My long-term goal has always been to become a working writer, and I think I can still do it. It may not happen as soon as I’d like, but hopefully by really buckling down and pushing myself to keep at it, I’ll have a better shot at turning that goal from a dream into a reality.

Wish me luck.

Results may vary

crystal ball

Over the past few weeks, I’ve been involved in a few online discussions about posting and pitching one’s material via script-hosting and pitching sites (The Black List, InkTip, Virtual PitchFest, etc). I even featured a Q&A about it last year with a trusted colleague who also happens to be a very savvy writer (and had some moderate success in this area).

The primary question: are any of them worth it?

As you’d expect, there’s no easy answer, and everybody’s experience is going to be different. I can only speak for what’s happened to me.

A few years ago, I posted my fantasy-swashbuckler on The Black List, and paid for a review. Based on their comments, I was convinced the reader got to around page 22 or so, had no interest in reading any further, and then skipped to the last page. Biggest clue – no mention at all about anything that happened in the second act.

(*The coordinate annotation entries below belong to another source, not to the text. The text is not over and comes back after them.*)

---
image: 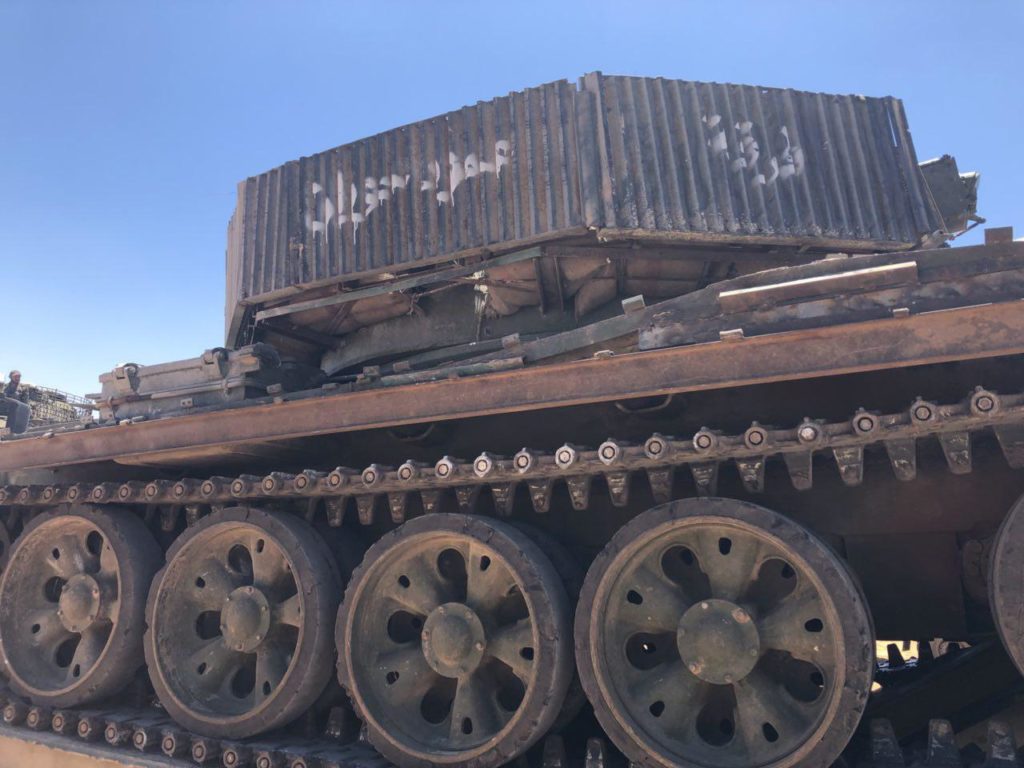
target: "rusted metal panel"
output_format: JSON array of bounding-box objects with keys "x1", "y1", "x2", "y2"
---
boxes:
[
  {"x1": 227, "y1": 81, "x2": 583, "y2": 335},
  {"x1": 227, "y1": 74, "x2": 942, "y2": 341},
  {"x1": 0, "y1": 301, "x2": 1024, "y2": 472},
  {"x1": 579, "y1": 74, "x2": 941, "y2": 247}
]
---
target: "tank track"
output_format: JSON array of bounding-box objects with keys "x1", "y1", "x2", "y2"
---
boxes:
[
  {"x1": 0, "y1": 690, "x2": 1024, "y2": 768},
  {"x1": 0, "y1": 386, "x2": 1024, "y2": 518},
  {"x1": 0, "y1": 386, "x2": 1024, "y2": 768}
]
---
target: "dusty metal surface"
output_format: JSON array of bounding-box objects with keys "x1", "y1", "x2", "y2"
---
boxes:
[
  {"x1": 578, "y1": 73, "x2": 940, "y2": 244},
  {"x1": 226, "y1": 73, "x2": 943, "y2": 339},
  {"x1": 0, "y1": 725, "x2": 188, "y2": 768},
  {"x1": 0, "y1": 301, "x2": 1024, "y2": 470}
]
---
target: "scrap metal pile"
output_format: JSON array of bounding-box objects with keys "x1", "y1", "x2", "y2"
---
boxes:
[{"x1": 0, "y1": 74, "x2": 1024, "y2": 768}]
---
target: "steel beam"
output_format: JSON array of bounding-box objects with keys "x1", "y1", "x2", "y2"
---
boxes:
[{"x1": 0, "y1": 301, "x2": 1024, "y2": 471}]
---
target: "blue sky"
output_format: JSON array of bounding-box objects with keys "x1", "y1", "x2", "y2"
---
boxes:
[{"x1": 0, "y1": 0, "x2": 1024, "y2": 393}]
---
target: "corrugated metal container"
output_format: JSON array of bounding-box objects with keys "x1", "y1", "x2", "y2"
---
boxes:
[{"x1": 227, "y1": 74, "x2": 941, "y2": 343}]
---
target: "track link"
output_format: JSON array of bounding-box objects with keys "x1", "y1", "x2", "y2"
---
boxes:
[{"x1": 0, "y1": 679, "x2": 1024, "y2": 768}]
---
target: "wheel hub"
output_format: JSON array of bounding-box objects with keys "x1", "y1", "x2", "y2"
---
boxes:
[
  {"x1": 676, "y1": 600, "x2": 761, "y2": 685},
  {"x1": 57, "y1": 573, "x2": 102, "y2": 632},
  {"x1": 220, "y1": 587, "x2": 270, "y2": 653},
  {"x1": 422, "y1": 603, "x2": 486, "y2": 677}
]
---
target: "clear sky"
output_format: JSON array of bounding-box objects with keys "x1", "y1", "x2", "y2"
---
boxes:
[{"x1": 0, "y1": 0, "x2": 1024, "y2": 393}]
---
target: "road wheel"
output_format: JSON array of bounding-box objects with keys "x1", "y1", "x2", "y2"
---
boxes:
[
  {"x1": 0, "y1": 507, "x2": 162, "y2": 707},
  {"x1": 988, "y1": 497, "x2": 1024, "y2": 674},
  {"x1": 145, "y1": 507, "x2": 341, "y2": 738},
  {"x1": 575, "y1": 499, "x2": 874, "y2": 768},
  {"x1": 337, "y1": 514, "x2": 572, "y2": 768}
]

I griped about it on Twitter, which somebody at the Black List then responded with “You can’t make those kinds of accusations without any evidence to back it up!” (I love the idea that it was Franklin Leonard himself, but doubt he would have been spending his Sunday morning checking the Black List Twitter feed). Skittish newb I was, I backed down.

However, it wasn’t all bad. Through a series of interesting events, the script did get some positive reviews, which actually got me a manager. That was nice, but it didn’t work out, and the relationship soon ended. Since the script wasn’t getting much traction (read: any) on the Black List anymore, that subscription also came to a close.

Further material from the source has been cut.